Joomla! Issue Tracker | Joomla! CMS #37156 - [4.2] Make update SQL scripts resilient to multiple executions so broken updates can be fixed

? ?

Fixed in Code Base
24 Mar 2022
Medium
Build: 4.1-dev
# 37156
Diff
richard67:4.1-dev-resilient-update-sql-scripts-2022-02-27

Pending

User tests: Successful: Unsuccessful:

richard67
27 Feb 2022

Pull Request for Issue #37141 and partly #35664 .

Requires #36506 .

Both PRs #36506 and this here together will solve issue #35664 completely.

Summary of Changes

This pull request (PR) changes the update SQL scripts so they don't fail with SQL errors when being executed a 2nd (or 3rd or 4th or nth) time.

This makes it possible to fix an update (especially from 3.10) which failed in the middle of the SQL updates by fixing the root cause and then updating again using "Upload & Update" as well as doing an update from 3.10 where the database still contains remainders from a failed previous attempt to update to 4 because the backup of the 3.10 from before that update attempt was not restored into an empty database.

In general the following 3 kinds of changes are made:

Use IF EXISTS and IF NOT EXISTS for structure changes where possible (supported by that database type, i.e. both MySQL and MariaDB in case of the MySQL files).
Mark structure changes with the /** CAN FAIL **/ installer hint introduced with PR ##36506 where 1. is not possible but would be needed, e.g. when a column is added to a table and that column already exists, because only MariaDB supports "IF NOT EXISTS" in this case, but MySQL and PostgreSQL don't.
Use INSERT IGNORE on MySQL and ON CONFLICT DO NOTHING on PostgreSQL when inserting new records where we would get duplicate primary or unique keys when running the particular statement a 2nd time.
This is sufficient because we do not need to update existing records with changes, we only do not need to insert them twice.

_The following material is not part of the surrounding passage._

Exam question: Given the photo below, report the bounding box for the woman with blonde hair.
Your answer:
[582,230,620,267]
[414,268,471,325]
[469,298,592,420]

In addition, the statement to drop the system_data column of the #__extensions table has been moved up in files 4.0.0-2018-03-05.sql, and insert statement using that column in these files have been changed so that they don't fail when that column had already had been removed with a previous execution of the same update SQL script. This had to be done because that column did not have a default value and so needed to be in the insert statement before.

Finally, one change in file 4.0.0-2018-08-29.sql was necessary for the MySQL file only. In this kind of database, a table column had the wrong data type (varchar instead of datetime) on installations with a long update history, and so it needed a special update statement for the data before converting the column to the right type. This statement fails with wrong data type when it runs again and that column already has been converted. This PR here adds the necessary type cast for that statement and a check for NULL values (which would be valid on the converted table and so should not be touched).

Use cases

Scenario 1: Fix a core update which broke somewhere in the middle of the SQL updates

Currently, when a core update fails in the middle of the SQL updates for whatever reason, there are 2 possible things of which either one can happen:

The update failed because the database server went down or the connection to the database broke. In this case, the schema version in the database will be the one from before the update, so that when you try to redo the update, the core updater will run all the SQL update scripts again which have been already executed with the previous update until it broke.
The SQL updates failed e.g. due to bad data or data structures. In this case the core updater sets the schema version in the database in the same way as if all the SQL updates had succeeded, which is the version of the latest update SQL script present on the file system for that kind of database, e.g. currently "4.1.1-2022-02-20".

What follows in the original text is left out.